Guides / Oaxaca, village by village

Oaxaca, village by village

The villages that matter to mezcal, and why 'made in Oaxaca' is a postal code – not a promise.

By The Editors · · 10 min read

Ninety percent of the mezcal that reaches the US is made in Oaxaca. Within Oaxaca, most of it comes from about a dozen villages, and the differences between them are as meaningful as the differences between Burgundy communes. This is the village-by-village map that the good producers use, rendered for drinkers who don't have one.

Santiago Matatlán bills itself as the 'World Capital of Mezcal,' and by volume the claim holds. The village is the spiritual and commercial home of espadín – Ilegal, Montelobos, Nuestra Soledad Matatlán, and Mestiza Negra all come from here. Matatlán espadín is typically smoky, confident, and forward – you taste the village's industry as much as its terroir.

San Luis del Rio is the source for Del Maguey's Vida and its village expression, as well as Nuestra Soledad's SLDR bottling. The signature is a mineral, slightly saline espadín – cleaner than Matatlán, denser than Tlacolula. The village is small enough that a few palenques define the whole category's commercial output.

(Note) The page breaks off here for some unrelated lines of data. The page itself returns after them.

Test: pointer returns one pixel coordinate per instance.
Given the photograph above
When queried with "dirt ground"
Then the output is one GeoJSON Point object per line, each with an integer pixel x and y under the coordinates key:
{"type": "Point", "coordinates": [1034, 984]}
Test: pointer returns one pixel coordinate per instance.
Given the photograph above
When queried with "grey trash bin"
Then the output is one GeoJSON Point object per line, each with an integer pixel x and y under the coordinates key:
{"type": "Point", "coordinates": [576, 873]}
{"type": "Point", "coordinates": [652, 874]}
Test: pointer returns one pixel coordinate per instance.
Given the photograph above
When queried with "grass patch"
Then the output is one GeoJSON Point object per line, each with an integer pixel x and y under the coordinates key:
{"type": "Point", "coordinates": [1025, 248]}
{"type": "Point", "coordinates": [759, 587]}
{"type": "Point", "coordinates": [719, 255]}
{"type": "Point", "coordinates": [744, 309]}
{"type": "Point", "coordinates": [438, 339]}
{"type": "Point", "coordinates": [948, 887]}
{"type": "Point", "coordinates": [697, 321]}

San Baltazar Chichicapam gives us Del Maguey's Chichicapa – and by extension, the clearest example of what a single-village designation can do for espadín. Floral, honeyed, mineral, food-friendly; a dozen producers in this village have their signature on a bottle you've probably tasted.

Santa Catarina Minas is the clay-still capital. Real Minero, Lalocura, Del Maguey Minero, and Del Maguey Iberico all use the village's ollas de barro distillation tradition. Minas-style mezcal is heavier, more textured, and more savory than anything made in copper – if you want to understand what 'ancestral' tastes like, Minas is the vocabulary word.

Miahuatlán – home to Mezcalosfera's releases, NETA's wild-agave bottlings, and much of El Jolgorio's tepextate production – is where the high-end wild-agave conversation is happening. The region's elevation and soil types favor long-maturing plants, and the bottles are priced accordingly.

Candelaria Yegole is Rey Campero's home village, and increasingly the shorthand for 'where modern jabalí production got legitimate.' Aquilino García López's work for Mezcal Vago also comes from here – the village has become a sleeper hit for drinkers paying attention to producer names.

Sola de Vega is the Siete Misterios village, plus a handful of Mezcalero numbered releases. Production runs toward the herbal and bright, with a lean spine that distinguishes it from the richer Miahuatlán style. Underappreciated as a region.

Ejutla is Banhez's home, and the answer to the question 'where does good cheap mezcal come from.' The cooperative model works well here; if you're looking for value-tier wild-agave expressions, Ejutla producers are punching above their weight.